ICC Note:
Christian and other minority groups in Sudan continue to be victimized by a government that has been accused for war crimes by the International Criminal Court. After South Sudan split away from Sudan in 2011, many through the victimization of Christians in Sudan would be a thing of the past. Unfortunately, that is not the case. Christians and other minority groups remain under attack. Will the international community step up and confront this issue?
2/12/2013 Sudan (WorldMag) – It’s been almost two years since Sudan divided into two countries, but the problems of political Islam and ethnic cleansing won’t go away.
Many bystanders believed that the successful 2011 partition of Sudan into two countries would end the African nation’s long civil war and attendant atrocities. By demarcating the country along borders that roughly reflected its Islamic, Arab north from its black African, Christian, and animist south—and creating a country now officially known as South Sudan—the thinking was that the two countries could perhaps live at peace, their racial and religious divides now traced and protected by an internationally recognized border and two separate governments. Yasir Arman was never a believer.
Arman—a long-standing leader of the South’s rebel army, the Sudan People’s Liberation Movement (SPLM), and a close confidant of its legendary leader, John Garang—has argued for years that the “northern question” was the one that had to be resolved, not the “southern question.”
For too long everyone has tried to figure out what to do about the South, he told me recently, how to separate and protect its people from Islamic aggression: “The international community hasn’t been willing to talk about what to do about the North, what to do about the problem of political Islam.”
Arman is himself a Muslim. But he’s no friend of the Islamic regime based in Khartoum, and serves as secretary-general of SPLM-North, the rebel movement operating within Sudan to carry on the quest embodied by Garang, who died in a 2005 helicopter crash. Arman is one of a number of Muslims who fought and served under Garang, a Christian, sharing his vision for preserving Sudan’s diversity within a democratic state that respects human rights and the rule of law.
“Political Islam is going to divide Africa,” said Arman. “What we have been fighting for over 20 years you now see dividing Egypt, Mali, Nigeria, and Somalia.”
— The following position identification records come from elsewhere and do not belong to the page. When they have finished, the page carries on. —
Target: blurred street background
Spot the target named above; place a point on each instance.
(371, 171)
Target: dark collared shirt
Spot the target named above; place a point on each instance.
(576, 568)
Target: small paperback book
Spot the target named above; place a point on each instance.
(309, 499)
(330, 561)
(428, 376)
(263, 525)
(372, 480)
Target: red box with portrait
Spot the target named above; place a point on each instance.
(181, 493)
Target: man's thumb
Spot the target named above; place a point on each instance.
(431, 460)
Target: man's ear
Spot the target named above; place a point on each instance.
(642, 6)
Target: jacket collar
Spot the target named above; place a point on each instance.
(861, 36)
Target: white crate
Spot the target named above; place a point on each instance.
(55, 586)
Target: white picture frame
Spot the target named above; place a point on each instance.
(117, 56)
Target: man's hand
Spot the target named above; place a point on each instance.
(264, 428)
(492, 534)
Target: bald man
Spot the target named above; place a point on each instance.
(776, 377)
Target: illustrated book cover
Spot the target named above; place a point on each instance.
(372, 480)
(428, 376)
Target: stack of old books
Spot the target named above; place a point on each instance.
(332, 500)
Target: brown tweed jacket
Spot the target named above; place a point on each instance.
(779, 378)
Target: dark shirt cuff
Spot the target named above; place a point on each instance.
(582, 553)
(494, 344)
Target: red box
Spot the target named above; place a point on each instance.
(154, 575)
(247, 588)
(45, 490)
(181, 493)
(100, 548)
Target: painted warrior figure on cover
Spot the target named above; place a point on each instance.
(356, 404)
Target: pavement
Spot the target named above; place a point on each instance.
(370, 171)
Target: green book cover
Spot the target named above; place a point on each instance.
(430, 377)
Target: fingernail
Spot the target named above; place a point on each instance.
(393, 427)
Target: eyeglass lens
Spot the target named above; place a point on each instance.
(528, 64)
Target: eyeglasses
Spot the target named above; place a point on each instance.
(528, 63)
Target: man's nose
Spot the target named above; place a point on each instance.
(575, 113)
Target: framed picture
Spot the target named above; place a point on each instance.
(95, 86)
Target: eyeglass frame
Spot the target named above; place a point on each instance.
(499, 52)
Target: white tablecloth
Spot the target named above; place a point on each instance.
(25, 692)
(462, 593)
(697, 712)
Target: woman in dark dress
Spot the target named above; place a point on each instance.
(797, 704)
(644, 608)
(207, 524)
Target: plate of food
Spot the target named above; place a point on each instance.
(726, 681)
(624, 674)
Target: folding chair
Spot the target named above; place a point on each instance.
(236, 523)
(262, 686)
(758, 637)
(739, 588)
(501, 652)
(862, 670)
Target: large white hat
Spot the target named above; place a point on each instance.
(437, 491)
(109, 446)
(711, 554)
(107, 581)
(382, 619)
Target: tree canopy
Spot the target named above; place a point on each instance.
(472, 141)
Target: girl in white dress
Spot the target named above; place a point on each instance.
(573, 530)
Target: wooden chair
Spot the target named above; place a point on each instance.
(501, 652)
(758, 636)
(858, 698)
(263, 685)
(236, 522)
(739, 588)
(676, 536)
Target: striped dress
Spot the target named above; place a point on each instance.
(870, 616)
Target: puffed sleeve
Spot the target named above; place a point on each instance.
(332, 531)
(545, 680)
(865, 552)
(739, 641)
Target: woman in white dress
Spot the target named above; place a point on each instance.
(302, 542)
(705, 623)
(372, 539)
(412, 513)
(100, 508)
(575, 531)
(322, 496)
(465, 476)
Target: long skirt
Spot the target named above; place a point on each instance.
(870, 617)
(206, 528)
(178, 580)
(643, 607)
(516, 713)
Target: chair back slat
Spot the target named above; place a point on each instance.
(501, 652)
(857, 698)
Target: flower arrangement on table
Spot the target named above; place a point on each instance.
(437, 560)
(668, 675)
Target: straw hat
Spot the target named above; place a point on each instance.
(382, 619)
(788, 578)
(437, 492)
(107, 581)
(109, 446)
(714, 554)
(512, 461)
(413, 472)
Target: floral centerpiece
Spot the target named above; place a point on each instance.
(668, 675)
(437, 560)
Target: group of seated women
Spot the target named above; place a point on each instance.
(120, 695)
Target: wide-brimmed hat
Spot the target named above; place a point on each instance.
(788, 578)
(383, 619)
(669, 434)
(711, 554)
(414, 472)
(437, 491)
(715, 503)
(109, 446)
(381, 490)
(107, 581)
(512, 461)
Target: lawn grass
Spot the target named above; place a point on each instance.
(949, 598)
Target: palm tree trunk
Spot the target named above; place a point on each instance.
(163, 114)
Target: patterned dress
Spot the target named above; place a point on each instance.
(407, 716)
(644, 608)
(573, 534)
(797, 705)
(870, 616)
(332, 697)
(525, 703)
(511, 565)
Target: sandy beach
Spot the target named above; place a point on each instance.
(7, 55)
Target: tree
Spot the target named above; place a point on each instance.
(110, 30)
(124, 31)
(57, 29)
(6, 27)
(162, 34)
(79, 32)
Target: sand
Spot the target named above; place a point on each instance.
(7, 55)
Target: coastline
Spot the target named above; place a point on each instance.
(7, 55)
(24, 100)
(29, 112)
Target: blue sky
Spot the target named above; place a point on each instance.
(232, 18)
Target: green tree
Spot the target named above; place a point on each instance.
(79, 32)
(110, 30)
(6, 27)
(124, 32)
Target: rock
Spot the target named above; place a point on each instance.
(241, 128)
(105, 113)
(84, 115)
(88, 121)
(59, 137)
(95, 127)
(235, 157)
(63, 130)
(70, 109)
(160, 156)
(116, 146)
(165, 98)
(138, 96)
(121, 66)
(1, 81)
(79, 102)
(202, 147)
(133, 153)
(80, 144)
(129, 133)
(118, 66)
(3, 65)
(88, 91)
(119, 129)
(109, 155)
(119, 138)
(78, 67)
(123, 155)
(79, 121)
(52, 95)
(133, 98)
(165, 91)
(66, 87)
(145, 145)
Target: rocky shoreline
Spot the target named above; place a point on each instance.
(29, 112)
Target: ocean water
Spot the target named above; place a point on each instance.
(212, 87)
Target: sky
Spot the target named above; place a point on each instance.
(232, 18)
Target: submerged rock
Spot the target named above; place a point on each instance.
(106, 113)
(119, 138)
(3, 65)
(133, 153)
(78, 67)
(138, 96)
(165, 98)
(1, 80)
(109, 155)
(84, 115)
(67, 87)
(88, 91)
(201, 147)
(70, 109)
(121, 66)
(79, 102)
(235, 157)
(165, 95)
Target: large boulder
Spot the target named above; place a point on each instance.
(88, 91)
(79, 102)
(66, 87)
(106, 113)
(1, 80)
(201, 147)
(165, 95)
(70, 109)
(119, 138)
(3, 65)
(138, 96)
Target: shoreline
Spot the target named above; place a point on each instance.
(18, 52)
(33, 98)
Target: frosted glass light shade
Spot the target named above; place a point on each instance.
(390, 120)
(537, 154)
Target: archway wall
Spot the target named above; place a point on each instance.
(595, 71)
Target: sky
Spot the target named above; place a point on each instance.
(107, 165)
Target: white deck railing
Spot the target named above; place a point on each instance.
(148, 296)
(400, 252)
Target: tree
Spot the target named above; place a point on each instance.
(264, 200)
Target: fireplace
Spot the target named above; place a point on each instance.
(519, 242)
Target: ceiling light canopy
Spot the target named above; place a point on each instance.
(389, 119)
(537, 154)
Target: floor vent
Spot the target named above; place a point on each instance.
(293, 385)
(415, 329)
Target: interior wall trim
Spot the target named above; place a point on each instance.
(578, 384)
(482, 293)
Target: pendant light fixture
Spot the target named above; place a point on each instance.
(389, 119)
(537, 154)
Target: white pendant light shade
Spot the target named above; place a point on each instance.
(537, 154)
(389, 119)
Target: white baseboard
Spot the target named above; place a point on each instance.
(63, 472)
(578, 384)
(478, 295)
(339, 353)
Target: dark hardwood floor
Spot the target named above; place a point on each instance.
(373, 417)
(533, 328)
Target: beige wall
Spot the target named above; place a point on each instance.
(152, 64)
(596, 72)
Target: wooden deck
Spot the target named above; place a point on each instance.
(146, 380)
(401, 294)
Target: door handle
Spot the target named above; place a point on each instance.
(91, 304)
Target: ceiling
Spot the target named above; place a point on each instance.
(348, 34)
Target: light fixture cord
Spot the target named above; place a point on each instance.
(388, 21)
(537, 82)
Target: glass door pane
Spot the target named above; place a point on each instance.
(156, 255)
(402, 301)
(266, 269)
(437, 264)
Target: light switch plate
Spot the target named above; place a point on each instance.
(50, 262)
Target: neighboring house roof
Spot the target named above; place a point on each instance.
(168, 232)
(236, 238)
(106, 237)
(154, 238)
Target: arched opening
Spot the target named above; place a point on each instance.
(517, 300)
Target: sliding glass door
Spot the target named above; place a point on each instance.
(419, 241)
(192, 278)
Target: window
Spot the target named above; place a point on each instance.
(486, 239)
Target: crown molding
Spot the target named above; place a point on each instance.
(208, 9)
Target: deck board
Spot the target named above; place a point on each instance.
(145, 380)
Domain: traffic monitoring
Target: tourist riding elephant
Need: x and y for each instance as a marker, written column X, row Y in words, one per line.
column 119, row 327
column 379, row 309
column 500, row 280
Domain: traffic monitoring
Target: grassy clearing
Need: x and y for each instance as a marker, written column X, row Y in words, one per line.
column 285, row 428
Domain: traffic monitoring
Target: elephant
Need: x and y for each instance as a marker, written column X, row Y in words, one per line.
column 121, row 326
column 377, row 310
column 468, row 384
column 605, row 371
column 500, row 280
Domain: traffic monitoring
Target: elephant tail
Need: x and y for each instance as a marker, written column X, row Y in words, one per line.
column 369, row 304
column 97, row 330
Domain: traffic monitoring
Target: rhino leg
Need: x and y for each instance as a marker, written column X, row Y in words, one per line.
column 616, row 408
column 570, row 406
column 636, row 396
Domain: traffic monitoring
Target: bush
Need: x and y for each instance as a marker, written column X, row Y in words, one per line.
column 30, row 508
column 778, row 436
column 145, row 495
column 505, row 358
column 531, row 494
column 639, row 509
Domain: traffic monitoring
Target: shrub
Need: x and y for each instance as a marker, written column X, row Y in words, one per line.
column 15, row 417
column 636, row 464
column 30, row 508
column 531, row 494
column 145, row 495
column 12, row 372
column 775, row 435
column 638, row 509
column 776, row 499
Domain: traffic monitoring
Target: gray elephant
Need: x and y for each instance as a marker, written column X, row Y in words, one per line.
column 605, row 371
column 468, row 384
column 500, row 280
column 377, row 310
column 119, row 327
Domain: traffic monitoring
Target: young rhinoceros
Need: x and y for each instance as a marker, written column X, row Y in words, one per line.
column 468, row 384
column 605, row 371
Leaving the “northern question” unresolved has left in power for two decades President Omar al-Bashir, who has sheltered terrorists like Osama bin Laden and is an indicted war criminal before the International Criminal Court at The Hague. Not surprisingly, the conflict and atrocities once visited on the South are escalating in the North—particularly in the ethnically and religiously diverse border states of South Kordofan and Blue Nile.
For the last 18 months those states, home to over 2.5 million Sudanese, have endured aerial bombardments by their own government and military incursions that have driven more than 200,000 people, according to Arman, from their homes. On the ground, armed conflict between government forces and Arman’s SPLM-North prompted Bashir to block outside humanitarian aid—and led to charges that the government there has engaged in ethnic cleansing, and perhaps genocide.
“Ethnic cleansing is largely complete,” concluded former top UN official Mukesh Kapila after a January fact-finding trip to the two states. “Rebel areas are depopulated and largely empty.”
In Blue Nile, Kapila found fields and villages razed, he said. He heard the local population described on Sudanese state radio as “black plastic bags” that had to be cleared from the area. He estimates 450,000 people in Blue Nile affected by the government’s campaign against them.
In South Kordofan, Kapila told reporters, he saw people “living in caves and cracks and eating once every three days.” With sustained bombing of the Nuba Mountains area, and the government blockade on aid, disease and malnutrition are multiplying. “We saw people sitting at the side of the road, with too little energy to even become refugees, who have given up,” Kapila told the Agence France-Presse news service.
On Jan. 31 Kapila and Baroness Caroline Cox, who accompanied Kapila on the trip and is a member of Britain’s Parliament and a longtime advocate for Sudanese Christians, presented a formal report to Aegis Trust in London. Aegis monitors humanitarian crises around the world and could issue a genocide warning for the area in coming weeks.
Conflict in the two-state area began in mid-2011 when Sudan’s military seized Abyei, a disputed border town. Fighting spread to South Kordofan and Blue Nile, states with a diverse mix of Christians and Muslims and varied tribes, all opposing the political makeup forced on them by the Sudanese government as South Sudan gained independence. At the same time Bashir announced his intent to “strengthen Islamic law” with an Islamic constitution, prompting angry demonstrations even in Khartoum, Sudan’s capital.
With mass starvation and exodus in the border areas, thousands fled into South Sudan. That didn’t halt aerial bombardments from the North. In November 2011 international journalists were on hand when Khartoum’s military aircraft fired directly into Yida refugee camp in South Sudan. And humanitarian workers have confirmed over 40 aerial assaults on South Sudan camps housing the North’s refugees.